K_cian, ja rozmawiałam o super odlotowym, samojeżdżącym, skaczącym, po prostu najnowszym modelu Prestige'a  😉, kosmiczne rozwiązania, super wypełnienie, które rozwiąże wszelkie problemy; a tak poważnie, to tak jak pisałam, biorę winę na siebie. Jestem przekonana, że miałaś okazję znacznie dłużej i bardziej merytorycznie porozmawiać niż tylko wysłuchać krótkiej reklamy. Jeśli będę się decydowała na te wszystkie super rozwiązania, na pewno znacznie dokładniej przepytam oferenta. I dalej na poważnie: prawda jest taka, że dzięki Wam mogę przygotować odpowiednio długa "listę pytań" i nie dać sobie wmówić kitu.

Leno, dziękuję  :kwiatek:; jestem umówiona na poniedziałek  🏇.

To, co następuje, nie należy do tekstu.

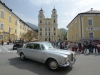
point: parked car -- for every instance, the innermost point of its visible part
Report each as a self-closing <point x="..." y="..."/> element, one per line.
<point x="18" y="44"/>
<point x="44" y="52"/>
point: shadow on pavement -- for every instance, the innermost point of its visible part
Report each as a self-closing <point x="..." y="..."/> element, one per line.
<point x="36" y="67"/>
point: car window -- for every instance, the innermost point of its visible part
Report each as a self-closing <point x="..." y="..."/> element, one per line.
<point x="30" y="46"/>
<point x="37" y="47"/>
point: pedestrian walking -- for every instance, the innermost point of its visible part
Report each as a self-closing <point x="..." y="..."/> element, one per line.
<point x="2" y="42"/>
<point x="95" y="47"/>
<point x="98" y="47"/>
<point x="75" y="46"/>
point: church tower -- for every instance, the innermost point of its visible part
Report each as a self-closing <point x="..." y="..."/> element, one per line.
<point x="47" y="27"/>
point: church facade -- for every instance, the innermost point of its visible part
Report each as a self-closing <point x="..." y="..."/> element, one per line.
<point x="47" y="27"/>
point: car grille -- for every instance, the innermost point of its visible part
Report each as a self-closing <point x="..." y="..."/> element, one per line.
<point x="71" y="57"/>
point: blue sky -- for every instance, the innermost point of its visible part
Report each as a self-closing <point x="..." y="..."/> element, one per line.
<point x="28" y="10"/>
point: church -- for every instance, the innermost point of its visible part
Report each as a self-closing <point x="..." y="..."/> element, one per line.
<point x="47" y="27"/>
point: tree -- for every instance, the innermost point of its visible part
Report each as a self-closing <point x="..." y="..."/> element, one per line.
<point x="30" y="35"/>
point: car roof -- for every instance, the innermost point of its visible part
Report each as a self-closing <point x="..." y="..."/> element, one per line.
<point x="39" y="42"/>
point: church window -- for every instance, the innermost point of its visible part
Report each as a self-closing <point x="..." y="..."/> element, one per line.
<point x="54" y="21"/>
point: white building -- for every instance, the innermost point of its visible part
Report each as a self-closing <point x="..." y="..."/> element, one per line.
<point x="47" y="27"/>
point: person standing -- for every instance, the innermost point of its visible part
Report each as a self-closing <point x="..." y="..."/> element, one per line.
<point x="2" y="42"/>
<point x="95" y="46"/>
<point x="98" y="47"/>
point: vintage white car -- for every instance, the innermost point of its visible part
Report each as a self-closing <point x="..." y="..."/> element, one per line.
<point x="44" y="52"/>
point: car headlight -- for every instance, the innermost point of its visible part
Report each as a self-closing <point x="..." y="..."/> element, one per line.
<point x="66" y="59"/>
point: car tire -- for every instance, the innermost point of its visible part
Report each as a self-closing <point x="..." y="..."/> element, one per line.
<point x="22" y="56"/>
<point x="53" y="65"/>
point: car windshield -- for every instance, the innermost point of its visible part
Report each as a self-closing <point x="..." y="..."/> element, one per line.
<point x="47" y="46"/>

Caroline, również dziękuję  :kwiatek:; masz rację, że Lemetex proponuje w niektórych modelach inne wypełnienie; ciekawe jednak jest to, że w droższych modelach (fakt, że również z innym typem terlicy) proponują wypełnienie wełną.
Alternatywą jest także system Cair w Bates'ach; nie mam zdania, nie jeździłam w tych siodłach.
buły robia sie jesli zbyt rzadko wymienia sie wypelnienie. przy intensywnie uzytkowanym siodle powinno byc wymieniane nawet co 3 miesiace.
ja planuje wymiany nie rzadziej niz raz na rok. na razie czesciej mi sie zdarzaly wymiany... ale to dlatego, wprost uwielbiam siodlo ze "swiezym" wypelnieniem.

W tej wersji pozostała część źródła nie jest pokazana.